Joe Cruise is the CEO of GT USA Wilmington, which took over the Port of Wilmington lease three years ago to the day on October 3, 2021, he said. He opened the commissioning of the port's new cranes on September 30th, and detailed a number of other improvements made around the site. 

"Obviously one of the larger projects that we have undertaken is a yard densification project that you see behind me went to Konecranes," Cruise said. "This will not only make our operation more efficient--that, I'm sure, will make our customers very happy--but also, they're all electric. There are no emissions from these cranes. We estimate that these cranes will save thousands of tons of carbon being put into the atmosphere. So it's one small step, but these are the small things that we're doing here in Wilmington, and when we move to Edgemoor, the entire facility will be electric."

In addition to the electric cranes, Cruise said other investments around the facility included new racking and modernization of refrigeration doors in warehouses, the renovation of Berth 6, the extension of crane rails to be more flexible on where it was possible to work with vessels, and the achievement of food safety certification qualification. 


Ships docked in the Port of Wilmington, with new electric cranes stacking cargo containers to the right. 
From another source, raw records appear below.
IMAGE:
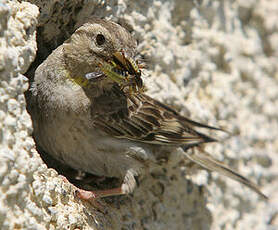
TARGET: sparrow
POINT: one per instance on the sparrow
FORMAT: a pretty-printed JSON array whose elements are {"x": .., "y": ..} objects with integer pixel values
[{"x": 89, "y": 112}]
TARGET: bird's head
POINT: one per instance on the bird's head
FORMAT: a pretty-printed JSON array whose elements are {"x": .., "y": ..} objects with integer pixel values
[{"x": 95, "y": 44}]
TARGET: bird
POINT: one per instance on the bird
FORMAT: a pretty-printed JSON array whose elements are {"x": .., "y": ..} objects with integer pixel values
[{"x": 93, "y": 122}]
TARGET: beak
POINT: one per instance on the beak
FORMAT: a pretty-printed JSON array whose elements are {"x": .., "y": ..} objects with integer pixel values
[{"x": 126, "y": 63}]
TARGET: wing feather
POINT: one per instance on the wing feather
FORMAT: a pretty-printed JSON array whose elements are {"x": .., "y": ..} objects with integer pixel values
[{"x": 141, "y": 118}]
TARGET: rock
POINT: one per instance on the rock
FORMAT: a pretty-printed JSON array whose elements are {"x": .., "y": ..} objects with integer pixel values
[{"x": 217, "y": 60}]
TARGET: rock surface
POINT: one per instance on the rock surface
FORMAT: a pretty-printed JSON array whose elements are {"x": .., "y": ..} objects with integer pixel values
[{"x": 216, "y": 59}]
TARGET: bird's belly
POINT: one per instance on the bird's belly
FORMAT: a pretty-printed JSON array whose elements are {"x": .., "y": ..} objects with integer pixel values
[{"x": 87, "y": 150}]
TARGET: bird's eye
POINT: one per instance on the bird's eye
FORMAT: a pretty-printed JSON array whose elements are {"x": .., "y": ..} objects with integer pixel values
[{"x": 100, "y": 39}]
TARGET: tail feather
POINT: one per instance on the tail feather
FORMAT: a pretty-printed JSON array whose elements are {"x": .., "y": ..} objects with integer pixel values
[{"x": 211, "y": 164}]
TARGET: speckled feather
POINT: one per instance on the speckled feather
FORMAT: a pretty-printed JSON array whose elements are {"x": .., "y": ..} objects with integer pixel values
[{"x": 97, "y": 127}]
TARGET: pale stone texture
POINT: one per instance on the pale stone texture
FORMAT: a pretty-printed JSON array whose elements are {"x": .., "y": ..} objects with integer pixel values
[{"x": 216, "y": 59}]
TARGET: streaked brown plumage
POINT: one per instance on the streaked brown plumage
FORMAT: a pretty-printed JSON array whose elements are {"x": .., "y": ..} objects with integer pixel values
[{"x": 99, "y": 126}]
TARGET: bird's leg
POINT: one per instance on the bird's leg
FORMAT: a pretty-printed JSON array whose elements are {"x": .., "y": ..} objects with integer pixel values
[{"x": 93, "y": 195}]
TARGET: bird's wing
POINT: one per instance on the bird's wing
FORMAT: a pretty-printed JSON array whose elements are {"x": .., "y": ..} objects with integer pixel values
[{"x": 141, "y": 118}]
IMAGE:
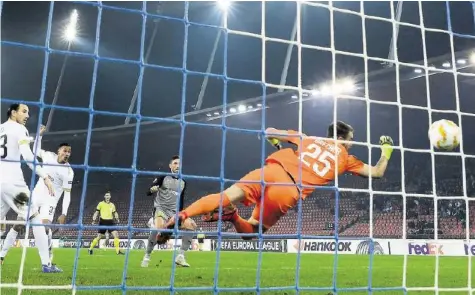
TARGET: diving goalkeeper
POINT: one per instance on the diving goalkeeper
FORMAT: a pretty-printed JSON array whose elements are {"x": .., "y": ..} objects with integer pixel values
[{"x": 312, "y": 164}]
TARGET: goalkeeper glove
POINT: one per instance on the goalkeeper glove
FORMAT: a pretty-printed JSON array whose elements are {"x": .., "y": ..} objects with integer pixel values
[
  {"x": 275, "y": 143},
  {"x": 386, "y": 143}
]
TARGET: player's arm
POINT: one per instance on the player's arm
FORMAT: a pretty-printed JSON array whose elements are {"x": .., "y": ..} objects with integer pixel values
[
  {"x": 157, "y": 182},
  {"x": 275, "y": 136},
  {"x": 27, "y": 154},
  {"x": 37, "y": 145},
  {"x": 66, "y": 197},
  {"x": 181, "y": 202},
  {"x": 114, "y": 212},
  {"x": 96, "y": 214},
  {"x": 379, "y": 169}
]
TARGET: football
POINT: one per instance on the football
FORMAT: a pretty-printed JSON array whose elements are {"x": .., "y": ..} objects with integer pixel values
[{"x": 444, "y": 135}]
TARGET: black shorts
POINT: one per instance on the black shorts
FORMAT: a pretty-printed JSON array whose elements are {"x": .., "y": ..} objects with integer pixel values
[{"x": 108, "y": 222}]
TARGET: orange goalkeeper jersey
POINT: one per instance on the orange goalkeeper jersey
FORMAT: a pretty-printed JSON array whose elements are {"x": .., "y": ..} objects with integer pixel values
[{"x": 314, "y": 161}]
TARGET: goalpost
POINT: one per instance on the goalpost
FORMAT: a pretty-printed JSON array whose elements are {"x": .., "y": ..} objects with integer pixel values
[{"x": 337, "y": 89}]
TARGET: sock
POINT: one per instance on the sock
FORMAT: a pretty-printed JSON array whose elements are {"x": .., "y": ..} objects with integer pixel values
[
  {"x": 116, "y": 245},
  {"x": 50, "y": 239},
  {"x": 94, "y": 243},
  {"x": 206, "y": 205},
  {"x": 242, "y": 225},
  {"x": 9, "y": 241},
  {"x": 186, "y": 241},
  {"x": 41, "y": 242},
  {"x": 152, "y": 240}
]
Gulftainer executive board member Peter Richards, formerly the company's CEO, said the moves the company was making across its map were unprecedented. 

"As you're aware, Gulftainer has 15 ports around the world. And I can tell you that the same situation as is happening here and in your ports is happening there as well," Richards said. "It's something that nobody in the industry has seen before. I've been in the industry for 40 years now, and so it's something of a shock for us to pass through this."
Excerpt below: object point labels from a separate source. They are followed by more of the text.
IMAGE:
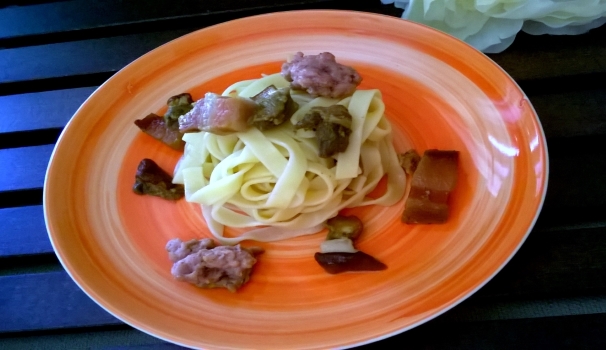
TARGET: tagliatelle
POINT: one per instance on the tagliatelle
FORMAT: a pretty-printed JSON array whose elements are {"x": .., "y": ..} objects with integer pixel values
[{"x": 275, "y": 181}]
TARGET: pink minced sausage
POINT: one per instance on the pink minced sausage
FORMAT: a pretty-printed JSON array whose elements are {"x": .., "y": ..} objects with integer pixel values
[
  {"x": 202, "y": 263},
  {"x": 321, "y": 75}
]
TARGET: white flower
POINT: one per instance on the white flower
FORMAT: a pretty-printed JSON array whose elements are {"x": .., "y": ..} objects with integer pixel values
[{"x": 491, "y": 25}]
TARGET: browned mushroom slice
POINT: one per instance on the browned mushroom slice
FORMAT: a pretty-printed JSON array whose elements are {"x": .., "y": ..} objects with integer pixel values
[
  {"x": 432, "y": 183},
  {"x": 335, "y": 263},
  {"x": 152, "y": 180},
  {"x": 155, "y": 126}
]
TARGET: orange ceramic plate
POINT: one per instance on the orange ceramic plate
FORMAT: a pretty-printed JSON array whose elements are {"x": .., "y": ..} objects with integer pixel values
[{"x": 439, "y": 93}]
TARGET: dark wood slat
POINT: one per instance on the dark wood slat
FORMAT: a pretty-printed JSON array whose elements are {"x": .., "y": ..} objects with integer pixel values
[
  {"x": 47, "y": 300},
  {"x": 556, "y": 263},
  {"x": 80, "y": 57},
  {"x": 80, "y": 15},
  {"x": 567, "y": 332},
  {"x": 545, "y": 56},
  {"x": 24, "y": 168},
  {"x": 127, "y": 338},
  {"x": 42, "y": 110},
  {"x": 111, "y": 54},
  {"x": 79, "y": 20},
  {"x": 577, "y": 168},
  {"x": 570, "y": 114},
  {"x": 23, "y": 231}
]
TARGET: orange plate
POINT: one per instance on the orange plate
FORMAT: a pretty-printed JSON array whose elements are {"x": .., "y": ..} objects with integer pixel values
[{"x": 439, "y": 93}]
These upgrades, which represent an investment in the city and the state, are Gulftainer walking the walk, said Governor John Carney, who commended the company on its efforts to continue providing jobs for the people of Wilmington and, soon, Edgemoor. 

"Actions speak louder than words, and today we're celebrating the actions of Gulftainer and their investments of dollars--tens of millions of dollars--in the...electrified equipment that we have behind us, which is going to save all those carbon emissions.," Carney said. "We're going to produce cleaner air for the neighborhoods that surround this port."

Not only is it an effort to protect the communities around the port, but it allows those who live there to continue making their own investments, he said. 

"The jobs that are involved in this port, and this employment center, are as important as any employment center in the whole state of Delaware," Carney said. "For the families that they support, the individuals that they support, and the communities in which those workers live that they support as well."

Michael Hall, Chief Operating Officer of GT USA Wilmington, said the cranes were more of an upfront investment than the traditional equipment previously found in ports, but the investment will pay for itself exponentially over time. 

"They are what we would call 'seven container lengths wide,' with a travel lane for the truck to pull underneath, to pick up, and they can stack five [containers] high and carry [a container] over that, so they're roughly 90 feet up in the air," Hall said. "The cost of maintenance goes down dramatically; the lifecycle of them goes up because, not only are they all electric, they're also non-hydraulic. So, all of the drives on the crane, when [it's] going up and down and lifting, or going back and forth, all of that equipment and all of that machinery is done through electricity. So they last longer, they're easier to maintain, and they're obviously cleaner."